Visible‐light‐driven photocatalytic degradation of antibiotics by newly molding g‐C3N4/graphitized biochar composites

Abstract Newly molding g‐C 3 N 4 /graphitized biochar (g‐C 3 N 4 /GSBC) molding composites photocatalytic material with superior photocatalytic activity were successfully synthesized by the impregnation‐roasting process. The photocatalytic behavior of g‐C 3 N 4 /GSBC was assessed in the photocatalytic degradation of antibiotic pollutants, including sulfamethoxazole(SMZ), ciprofloxacin(CIP), and tetracycline(TC), under visible light illumination.
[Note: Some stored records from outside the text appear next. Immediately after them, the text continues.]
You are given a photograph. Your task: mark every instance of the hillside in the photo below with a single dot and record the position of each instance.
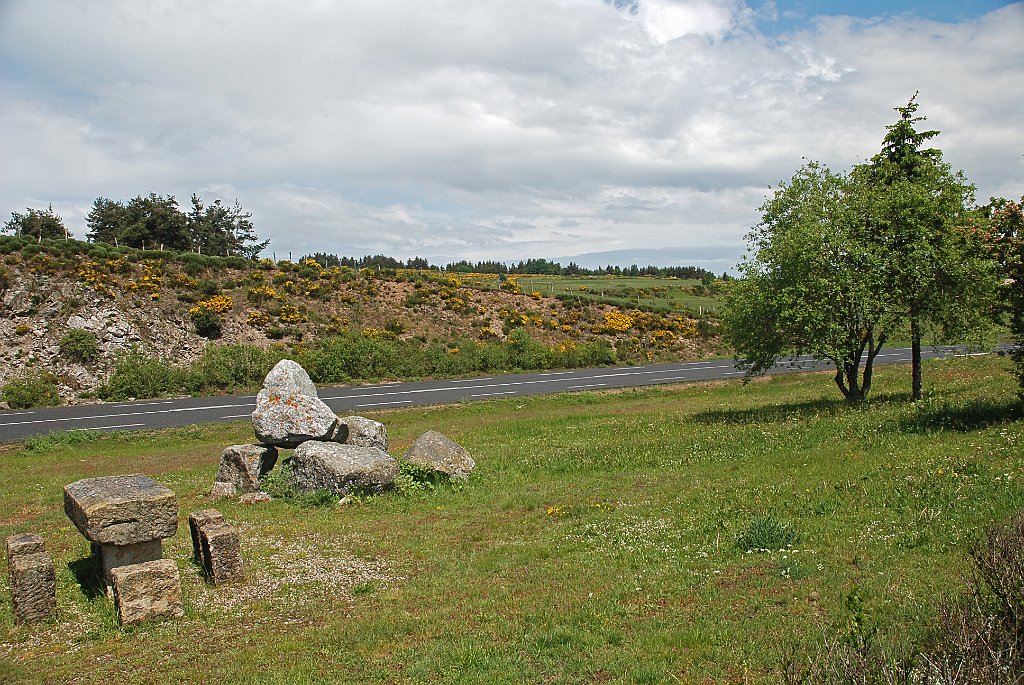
(172, 306)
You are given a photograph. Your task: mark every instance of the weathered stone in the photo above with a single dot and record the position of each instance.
(220, 490)
(221, 552)
(244, 465)
(122, 510)
(24, 543)
(288, 378)
(441, 455)
(290, 420)
(146, 591)
(33, 587)
(115, 556)
(364, 432)
(342, 468)
(197, 520)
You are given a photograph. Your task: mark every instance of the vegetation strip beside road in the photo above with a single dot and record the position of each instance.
(701, 533)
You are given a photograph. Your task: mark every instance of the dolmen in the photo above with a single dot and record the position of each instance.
(332, 453)
(32, 579)
(126, 518)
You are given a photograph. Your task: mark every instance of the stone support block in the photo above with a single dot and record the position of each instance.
(221, 552)
(146, 591)
(197, 520)
(33, 587)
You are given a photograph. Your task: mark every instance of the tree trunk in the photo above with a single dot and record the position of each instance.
(914, 358)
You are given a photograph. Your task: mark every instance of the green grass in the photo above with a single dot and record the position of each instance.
(601, 539)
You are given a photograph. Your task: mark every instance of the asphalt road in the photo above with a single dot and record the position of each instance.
(349, 399)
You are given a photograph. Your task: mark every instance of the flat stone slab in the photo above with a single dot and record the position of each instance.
(342, 468)
(122, 510)
(147, 591)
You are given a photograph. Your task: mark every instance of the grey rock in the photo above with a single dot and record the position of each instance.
(220, 490)
(290, 420)
(33, 587)
(244, 465)
(342, 468)
(289, 377)
(122, 510)
(441, 455)
(364, 432)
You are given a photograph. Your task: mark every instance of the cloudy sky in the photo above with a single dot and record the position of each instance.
(492, 129)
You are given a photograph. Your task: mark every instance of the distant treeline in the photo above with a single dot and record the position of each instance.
(530, 266)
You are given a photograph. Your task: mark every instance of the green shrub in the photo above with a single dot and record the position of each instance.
(32, 388)
(207, 322)
(79, 345)
(140, 377)
(767, 532)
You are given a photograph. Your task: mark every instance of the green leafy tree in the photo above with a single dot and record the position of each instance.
(1006, 237)
(920, 215)
(148, 222)
(38, 223)
(222, 230)
(810, 285)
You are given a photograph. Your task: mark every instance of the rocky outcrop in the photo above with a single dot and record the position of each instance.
(441, 455)
(342, 468)
(363, 432)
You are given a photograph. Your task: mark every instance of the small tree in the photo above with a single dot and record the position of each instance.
(919, 215)
(810, 285)
(1006, 236)
(38, 223)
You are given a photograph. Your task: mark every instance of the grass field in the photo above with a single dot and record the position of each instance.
(596, 541)
(624, 291)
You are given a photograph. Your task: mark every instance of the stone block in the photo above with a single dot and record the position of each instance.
(122, 510)
(244, 465)
(222, 490)
(33, 587)
(146, 591)
(114, 556)
(221, 552)
(197, 520)
(24, 543)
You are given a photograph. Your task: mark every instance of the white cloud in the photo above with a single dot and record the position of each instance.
(481, 129)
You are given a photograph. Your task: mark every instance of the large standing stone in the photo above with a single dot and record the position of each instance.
(441, 455)
(244, 465)
(221, 552)
(197, 520)
(342, 468)
(146, 591)
(288, 411)
(122, 510)
(364, 432)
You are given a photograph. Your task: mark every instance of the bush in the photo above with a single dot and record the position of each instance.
(31, 389)
(207, 322)
(140, 377)
(79, 345)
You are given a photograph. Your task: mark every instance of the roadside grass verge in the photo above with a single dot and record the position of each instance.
(603, 538)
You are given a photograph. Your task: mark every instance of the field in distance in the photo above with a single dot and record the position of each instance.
(687, 533)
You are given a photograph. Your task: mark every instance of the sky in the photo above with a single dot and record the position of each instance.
(628, 130)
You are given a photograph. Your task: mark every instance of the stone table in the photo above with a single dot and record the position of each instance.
(125, 518)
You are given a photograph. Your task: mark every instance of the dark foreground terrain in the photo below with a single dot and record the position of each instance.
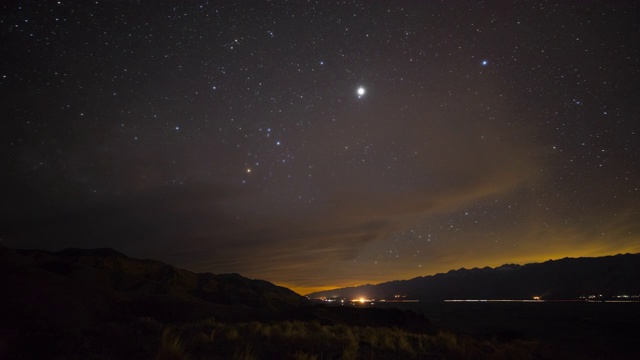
(100, 304)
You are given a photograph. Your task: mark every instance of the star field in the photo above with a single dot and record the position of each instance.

The successful composited of g‐C 3 N 4 with GSBC was demonstrated by various characterization results, in which the 5 : 1 mass loading ratio showed the best performance. g‐C 3 N 4 /GSBC possessed a larger specific surface area (71.09 m 2 /g), suitable band gap (2.66 eV), more catalytically active species, and higher utilization efficiency of visible light than powdered g‐C 3 N 4 . The removal efficiency of the new composite was higher than that of g‐C 3 N 4 for the three antibiotics, with removal efficiencies of 87.2 %, 83.2 %, and 72.2 % for SMZ, TC, and CIP, respectively. The analysis of its photodegradation mechanism revealed that h + and ⋅O 2 − are responsible for the antibiotics′ decomposition. According to the HPLC‐MS results, the possible photocatalytic mechanism and reaction pathways have been proposed. This work provided a new way for the synthesis of molding photocatalysts as an efficient photocatalyst for the degradation of organic contaminants.